Kernelization becomes really interesting when we ask whether an FPT problem has *polynomial-size* kernels:

Def: A parametric L has "feasible" kernels if there is a poly-time reduction from L to L that outputs instances of poly(k) size.

This is an "extreme" form of problem compression. 

Asymmetry between FPT algorithms and kernelizations.

Def. A "feasible" FPT problem has an algorithm running in O*(2^{poly(k)}) time. 

Consider an NP problem L and some parameterized version L' (where we stick a parameter k in with its input).

Prop: A feasible kernelization for L  implies a feasible FPT algorithm for L.

Proof: Run the polytime kernelization algorithm for L, get an instance of size poly(k). NP problems of size n are solvable in 2^{poly(n)} time, so we can run a brute-force algorithm for L that takes 2^{poly(k)} time.

However, a problem may be "feasible FPT" but *not* necessarily have a feasible kernelization. 

Example. k-path: given a graph on n nodes and a parameter k, is there a simple path of length k in the graph? 

We will see an O*(2^k) time algorithm but no kernelization of poly(k) size (unless something unlikely happens in complexity theory).

===

Theorem: k-Vertex Cover has kernels of O(k^2) edges.

[That is, there is a polytime alg from k-VC to itself which outputs graphs having at most O(k^2) edges.]

Proof:

Initially S is empty.
Given a graph G and parameter k, 
if a node has degree > k, then it must be in the vertex cover! (Otherwise all its neighbors would be, but that would be a larger VC than k.)
While there is a degree k node in the graph, 
   remove that node from the graph and put it in the vertex cover S. Reduce k by 1.
// the graph has max degree k.
Output the remaining graph and parameter k.

This is a polynomial-time reduction from k-Vertex Cover to itself, such that the original graph has a k-VC iff the output graph has a k'-VC for some k' <= k.
Plus the output graph has O(k^2) edges. 

QED

If the polytime hierarchy doesn't collapse, there aren't kernels of size k^{1.999}.

Here's a tighter version of this result which can be useful. 

Theorem: k-Vertex Cover has kernels with <= 2k vertices (and hence O(k^2) edges).

Before we prove this theorem, let's take an aside to Linear Programming.

Write an "LP relaxation" for k-Vertex Cover. We make a real-valued variable x_v for each vertex of our graph.

min sum_v x_v 
For all v in V, x_v >= 0, x_v <= 1 
For all (u,v) in E, x_u + x_v >= 1. 

(This is in contrast to the IP formulation, which would force x_v to be integer.)
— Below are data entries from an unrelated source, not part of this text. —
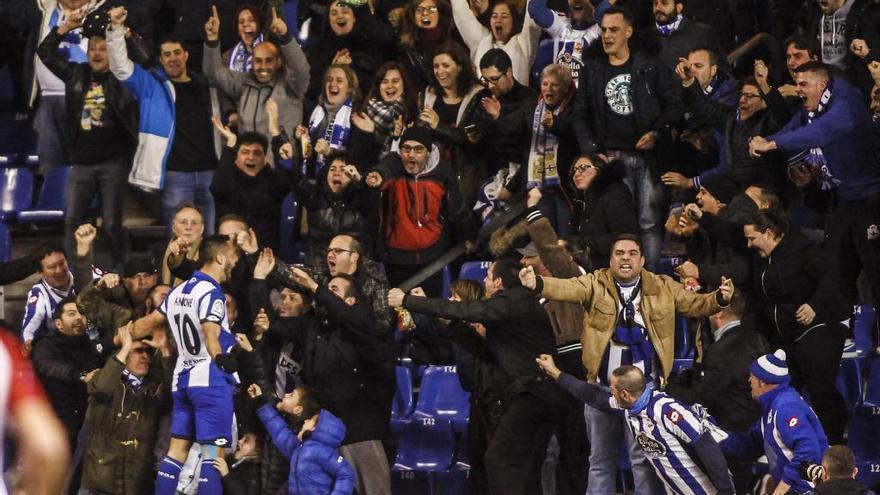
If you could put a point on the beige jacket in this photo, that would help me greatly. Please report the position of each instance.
(661, 298)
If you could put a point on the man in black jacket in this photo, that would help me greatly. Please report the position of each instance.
(624, 108)
(352, 369)
(67, 359)
(517, 331)
(102, 126)
(721, 380)
(245, 185)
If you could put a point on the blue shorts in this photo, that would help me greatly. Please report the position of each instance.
(203, 414)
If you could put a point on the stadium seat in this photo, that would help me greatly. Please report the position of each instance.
(441, 396)
(872, 391)
(849, 383)
(405, 482)
(869, 473)
(402, 406)
(474, 270)
(863, 436)
(451, 482)
(16, 193)
(679, 365)
(426, 444)
(865, 330)
(50, 205)
(5, 243)
(684, 345)
(289, 216)
(667, 264)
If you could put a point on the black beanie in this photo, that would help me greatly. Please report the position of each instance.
(419, 134)
(721, 186)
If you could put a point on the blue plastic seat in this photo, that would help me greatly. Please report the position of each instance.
(849, 383)
(684, 345)
(51, 203)
(426, 444)
(5, 243)
(441, 396)
(666, 265)
(16, 193)
(451, 482)
(869, 473)
(872, 390)
(402, 405)
(289, 215)
(863, 436)
(865, 330)
(474, 270)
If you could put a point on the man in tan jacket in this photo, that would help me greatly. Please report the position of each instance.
(629, 318)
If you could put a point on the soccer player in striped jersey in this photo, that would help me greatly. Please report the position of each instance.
(678, 441)
(205, 374)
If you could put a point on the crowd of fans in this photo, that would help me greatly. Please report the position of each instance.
(633, 131)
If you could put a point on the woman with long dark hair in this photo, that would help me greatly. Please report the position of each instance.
(447, 106)
(803, 305)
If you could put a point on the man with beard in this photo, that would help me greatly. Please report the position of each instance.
(679, 35)
(177, 152)
(834, 136)
(268, 77)
(205, 374)
(571, 33)
(244, 185)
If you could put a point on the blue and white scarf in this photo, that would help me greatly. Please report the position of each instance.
(132, 379)
(667, 29)
(240, 59)
(544, 151)
(336, 133)
(814, 157)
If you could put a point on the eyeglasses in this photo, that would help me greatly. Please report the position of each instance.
(485, 81)
(579, 169)
(412, 149)
(749, 95)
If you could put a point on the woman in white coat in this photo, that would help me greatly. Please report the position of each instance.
(520, 46)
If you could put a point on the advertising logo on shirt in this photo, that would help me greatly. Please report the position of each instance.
(619, 95)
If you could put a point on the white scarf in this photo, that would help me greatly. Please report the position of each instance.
(336, 133)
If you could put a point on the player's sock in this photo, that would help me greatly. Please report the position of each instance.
(209, 479)
(166, 478)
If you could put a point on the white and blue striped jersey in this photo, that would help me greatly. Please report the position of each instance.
(41, 303)
(187, 307)
(665, 431)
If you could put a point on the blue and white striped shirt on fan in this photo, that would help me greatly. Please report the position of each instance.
(198, 300)
(665, 430)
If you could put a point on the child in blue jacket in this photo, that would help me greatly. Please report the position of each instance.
(316, 468)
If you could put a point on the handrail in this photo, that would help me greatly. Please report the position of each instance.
(435, 266)
(757, 41)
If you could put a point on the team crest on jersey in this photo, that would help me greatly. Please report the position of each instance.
(651, 447)
(217, 309)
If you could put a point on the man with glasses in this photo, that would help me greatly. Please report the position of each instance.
(423, 211)
(496, 71)
(753, 116)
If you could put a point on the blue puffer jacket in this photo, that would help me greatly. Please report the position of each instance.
(790, 434)
(316, 468)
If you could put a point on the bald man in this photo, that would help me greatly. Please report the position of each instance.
(279, 70)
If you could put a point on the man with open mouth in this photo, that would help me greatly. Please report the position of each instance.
(279, 70)
(629, 319)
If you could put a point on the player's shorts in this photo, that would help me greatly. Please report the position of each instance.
(203, 414)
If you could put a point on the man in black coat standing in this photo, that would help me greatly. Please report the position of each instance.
(517, 331)
(721, 380)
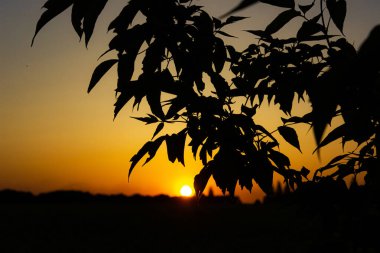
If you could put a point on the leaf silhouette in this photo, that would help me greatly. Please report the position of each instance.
(282, 19)
(201, 180)
(335, 134)
(308, 29)
(54, 8)
(150, 148)
(337, 10)
(306, 8)
(290, 135)
(158, 129)
(279, 159)
(99, 72)
(94, 8)
(125, 17)
(233, 19)
(280, 3)
(242, 5)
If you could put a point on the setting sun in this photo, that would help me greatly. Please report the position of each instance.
(186, 191)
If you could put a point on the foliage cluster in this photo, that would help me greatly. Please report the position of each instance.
(182, 46)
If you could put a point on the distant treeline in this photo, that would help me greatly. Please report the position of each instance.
(73, 196)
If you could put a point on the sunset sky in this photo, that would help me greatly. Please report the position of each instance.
(53, 135)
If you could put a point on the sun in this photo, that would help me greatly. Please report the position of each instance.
(186, 191)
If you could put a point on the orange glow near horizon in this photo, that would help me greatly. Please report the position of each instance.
(53, 135)
(186, 191)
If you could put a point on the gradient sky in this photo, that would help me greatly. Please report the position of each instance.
(53, 135)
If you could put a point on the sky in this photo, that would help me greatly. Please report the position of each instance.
(53, 135)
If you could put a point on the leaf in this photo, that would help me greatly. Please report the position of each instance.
(307, 29)
(242, 5)
(153, 97)
(282, 19)
(54, 8)
(335, 134)
(337, 10)
(250, 112)
(125, 17)
(175, 144)
(99, 72)
(305, 172)
(158, 129)
(150, 148)
(279, 159)
(148, 120)
(290, 135)
(306, 8)
(280, 3)
(226, 34)
(154, 147)
(201, 180)
(220, 55)
(94, 8)
(233, 19)
(123, 99)
(331, 164)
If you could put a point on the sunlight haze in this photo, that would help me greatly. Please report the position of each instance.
(53, 135)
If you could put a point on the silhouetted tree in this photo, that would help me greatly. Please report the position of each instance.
(182, 45)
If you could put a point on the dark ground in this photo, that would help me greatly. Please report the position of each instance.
(184, 226)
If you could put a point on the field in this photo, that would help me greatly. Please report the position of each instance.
(182, 225)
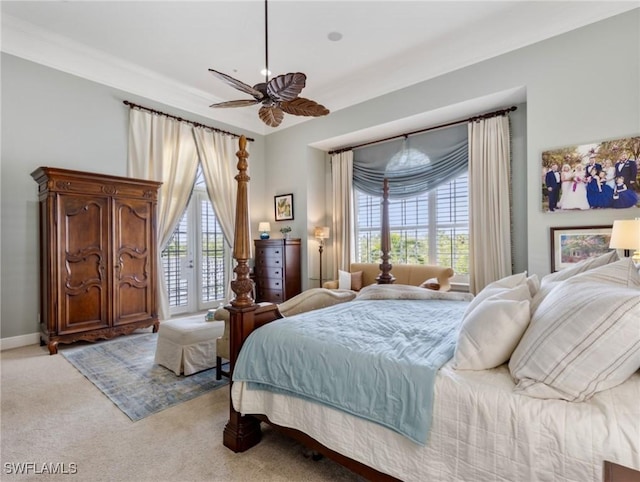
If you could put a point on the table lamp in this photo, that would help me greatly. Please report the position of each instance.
(321, 233)
(264, 228)
(626, 235)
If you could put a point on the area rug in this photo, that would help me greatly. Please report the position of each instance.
(124, 370)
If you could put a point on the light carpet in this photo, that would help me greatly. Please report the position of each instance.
(124, 370)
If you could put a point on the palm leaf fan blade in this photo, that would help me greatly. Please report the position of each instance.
(271, 115)
(235, 103)
(237, 84)
(304, 107)
(286, 87)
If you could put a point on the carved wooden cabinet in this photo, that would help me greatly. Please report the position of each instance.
(277, 269)
(97, 255)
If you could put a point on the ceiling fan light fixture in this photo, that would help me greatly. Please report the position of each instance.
(278, 95)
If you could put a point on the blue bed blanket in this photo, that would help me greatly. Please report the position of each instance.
(376, 359)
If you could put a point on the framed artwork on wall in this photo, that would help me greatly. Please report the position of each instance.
(601, 175)
(283, 205)
(573, 244)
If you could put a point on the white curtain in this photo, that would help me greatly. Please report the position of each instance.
(217, 154)
(489, 206)
(162, 149)
(343, 212)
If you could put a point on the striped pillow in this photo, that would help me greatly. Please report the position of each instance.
(583, 338)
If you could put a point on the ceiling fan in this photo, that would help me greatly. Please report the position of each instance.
(278, 95)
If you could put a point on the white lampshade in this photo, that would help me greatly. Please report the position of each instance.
(264, 227)
(626, 235)
(321, 232)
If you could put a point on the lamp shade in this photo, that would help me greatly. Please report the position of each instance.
(264, 227)
(321, 232)
(625, 234)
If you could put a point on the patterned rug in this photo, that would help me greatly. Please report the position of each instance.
(124, 370)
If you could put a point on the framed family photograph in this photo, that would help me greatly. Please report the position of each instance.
(601, 175)
(574, 244)
(284, 207)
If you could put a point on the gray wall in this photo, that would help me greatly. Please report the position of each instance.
(50, 118)
(581, 87)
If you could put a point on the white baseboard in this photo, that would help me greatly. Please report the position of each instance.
(18, 341)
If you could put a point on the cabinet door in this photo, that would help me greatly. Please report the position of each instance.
(134, 263)
(82, 263)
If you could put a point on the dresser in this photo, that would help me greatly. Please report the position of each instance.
(97, 255)
(277, 269)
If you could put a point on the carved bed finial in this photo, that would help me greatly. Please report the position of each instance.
(242, 286)
(385, 277)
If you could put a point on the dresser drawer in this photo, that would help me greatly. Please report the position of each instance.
(270, 284)
(269, 295)
(268, 272)
(268, 261)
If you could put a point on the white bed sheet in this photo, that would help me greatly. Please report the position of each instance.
(481, 431)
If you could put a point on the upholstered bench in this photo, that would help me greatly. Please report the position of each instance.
(188, 345)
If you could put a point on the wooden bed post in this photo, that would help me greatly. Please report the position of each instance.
(241, 432)
(385, 277)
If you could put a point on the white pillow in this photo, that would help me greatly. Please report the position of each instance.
(583, 338)
(623, 272)
(491, 331)
(344, 280)
(534, 284)
(496, 287)
(582, 266)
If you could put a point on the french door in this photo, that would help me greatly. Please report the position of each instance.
(196, 259)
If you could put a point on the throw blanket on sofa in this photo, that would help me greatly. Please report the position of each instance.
(376, 359)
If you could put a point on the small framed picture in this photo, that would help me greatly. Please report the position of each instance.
(574, 244)
(283, 207)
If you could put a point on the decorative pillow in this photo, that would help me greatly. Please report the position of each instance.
(491, 289)
(492, 330)
(430, 284)
(356, 281)
(349, 281)
(623, 273)
(582, 266)
(344, 280)
(534, 284)
(583, 338)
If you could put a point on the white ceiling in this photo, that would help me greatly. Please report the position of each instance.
(162, 50)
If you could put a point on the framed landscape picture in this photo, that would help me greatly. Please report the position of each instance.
(574, 244)
(284, 207)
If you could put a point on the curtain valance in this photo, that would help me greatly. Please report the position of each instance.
(413, 165)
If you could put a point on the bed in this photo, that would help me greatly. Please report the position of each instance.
(554, 398)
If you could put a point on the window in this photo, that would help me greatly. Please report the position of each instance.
(196, 259)
(432, 228)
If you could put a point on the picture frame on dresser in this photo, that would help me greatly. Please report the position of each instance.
(283, 206)
(570, 245)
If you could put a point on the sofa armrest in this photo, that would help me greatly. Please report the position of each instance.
(330, 285)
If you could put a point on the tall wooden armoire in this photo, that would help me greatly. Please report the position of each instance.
(97, 255)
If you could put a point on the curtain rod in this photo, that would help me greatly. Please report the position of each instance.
(180, 119)
(449, 124)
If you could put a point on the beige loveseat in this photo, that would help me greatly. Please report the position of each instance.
(427, 275)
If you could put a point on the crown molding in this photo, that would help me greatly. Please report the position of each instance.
(32, 43)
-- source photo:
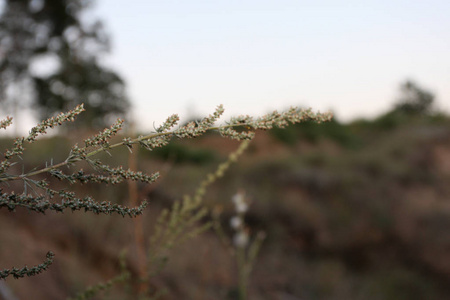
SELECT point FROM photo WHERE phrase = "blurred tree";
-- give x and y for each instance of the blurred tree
(414, 99)
(49, 61)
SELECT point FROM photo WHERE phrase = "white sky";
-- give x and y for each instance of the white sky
(257, 55)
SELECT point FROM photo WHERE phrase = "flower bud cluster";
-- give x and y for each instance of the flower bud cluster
(169, 123)
(193, 129)
(125, 174)
(101, 139)
(25, 271)
(68, 201)
(53, 122)
(5, 123)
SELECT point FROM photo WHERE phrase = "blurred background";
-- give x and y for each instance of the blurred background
(357, 208)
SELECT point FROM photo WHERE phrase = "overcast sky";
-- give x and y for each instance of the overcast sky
(257, 55)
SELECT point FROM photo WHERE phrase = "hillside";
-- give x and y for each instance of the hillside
(356, 211)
Theorem [Kachiyan'79,Karmakar'84]: LPs are solvable is in polynomial time!

So we can solve this LP, get values a_v in [0,1] for each vertex v.

This LP can be used to get a 2-approximation to VC: 
output a vertex cover of size at most twice that of the optimal vertex cover.

Define S := {v | a_v >= 1/2}. 

Claim: S is a vertex cover. 
Proof: For every edge (u,v), we know a_u + a_v >= 1, so at least one of these is >= 1/2, and hence was put in S.

Claim: |S| <= 2*(minimum vertex cover size)
Proof: We have sum_v a_v <= minimum vertex cover size: since the LP is a "relaxation" of the IP.
For every v in S, we know sum_{v in S} a_v >= |S|/2. Hence the claim holds.

=========================

Now let's prove k-VC has a kernel with <= 2k vertices.

Partition the graph into sets P = {v in V | a_v > 1/2}, Z = {v in V | a_v = 1/2}, N = {v in V | a_v < 1/2}

Claim: Suppose G has a min vertex cover of size k. Then 
(a) S := P union Z contains a min VC, and 
(b) |S| = |P| + |Z| <= 2k. 

Proof: We already proved (b) in the above.

Observe:
1. There are no edges between N and Z. (Why? because for every (u,v) between N and Z, and every (u,v) inside of N, we have a_u + a_v < 1.)
2. There are no edges inside N (Also violating the inequality)

(*) All edges from N must go to P.

Now, let k be the size of the min VC.

Let S be any min VC.

Form S' from S by removing N\cap S and adding P\S.

Clearly S' is contained in P\cup Z.

We want to show that
(1) S' is a vertex cover
(2) |S'|\leq |S|. (Hence S' is also optimal.)

(1) follows from (*) since the only edges that (N\cap S) was responsible for have endpoints in P, and all of P is in S'.

(2) Suffices to show that |N cap S*| >= |P-S*| (we remove at least as many as we add)

Consider all edges between P-S and (P\cup Z)\cap S.
Notice that for any such edge (u,v) one must have a_u+a_v>1.
(At least one endpoint is in P and the other is in P or Z...)

Let eps be the minimum over all u in (P-S) of (a_u-1/2).
Note that eps > 0.

Now, set
a'_u=a_u-eps for all u in (P - S)
a'_u=a_u+eps for all u in (N\cap S)
a'_u=a_u otherwise.

Claim: This a' is still a feasible solution to the LP. 

Proof: First note that a'_u >= 0 for all u.

To check the rest of feasibility, it suffices to just check the edge constraints on nodes u in (P-S).

Notice that the only edges incident to u in (P-S) have an endpoint in S
(S is a vertex cover, so all nodes in (P-S) must have its edges going into S)
So the following two cases cover all edges out of (P-S):

(1) for edge (u,v) with u in (P-S) and v in (N\cap S) we have a'_u + a'_v = a_u + a_v >= 1
(2) for (u,v) with u in (P-S) and v\in (P\cup Z)\cap S we have
a'_u + a'_v = (a_u - eps) + a_v  >= 1, by choice of eps. 
[(a_u - eps) >= a_u - (a_u - 1/2) >= 1/2, and a_v >= 1/2 because v in (P cup Z)]

QED

Finally, consider the VALUE of the LP solution a'_v. It is:

sum_u a'_u = sum_u a_u - eps*(|P-S| - |N cap S|). 

(because we subtract eps for each node in P-S and add eps for each node in N cap S)

Since a_u is an optimal solution to the LP already, 
a'_u can't achieve a better solution. So we must have that 

|P-S*| - |N cap S*| <= 0, i.e. |N cap S*| >= |P-S*|.

QED


Corollary: k-VC has a 2k node kernel.

Proof: Run the LP as above, partition into P,Z,N, then remove the nodes in N from the graph. The above shows this works. QED

State of the art in kernelization for VC:

* Best known kernel for nodes is: 2k - c log(k) for any constant c.
* If there is a kernel for k-VC with k^{2-eps} edges, then coNP is contained in NP/poly. (cool stuff in complexity... unlikely stuff, though)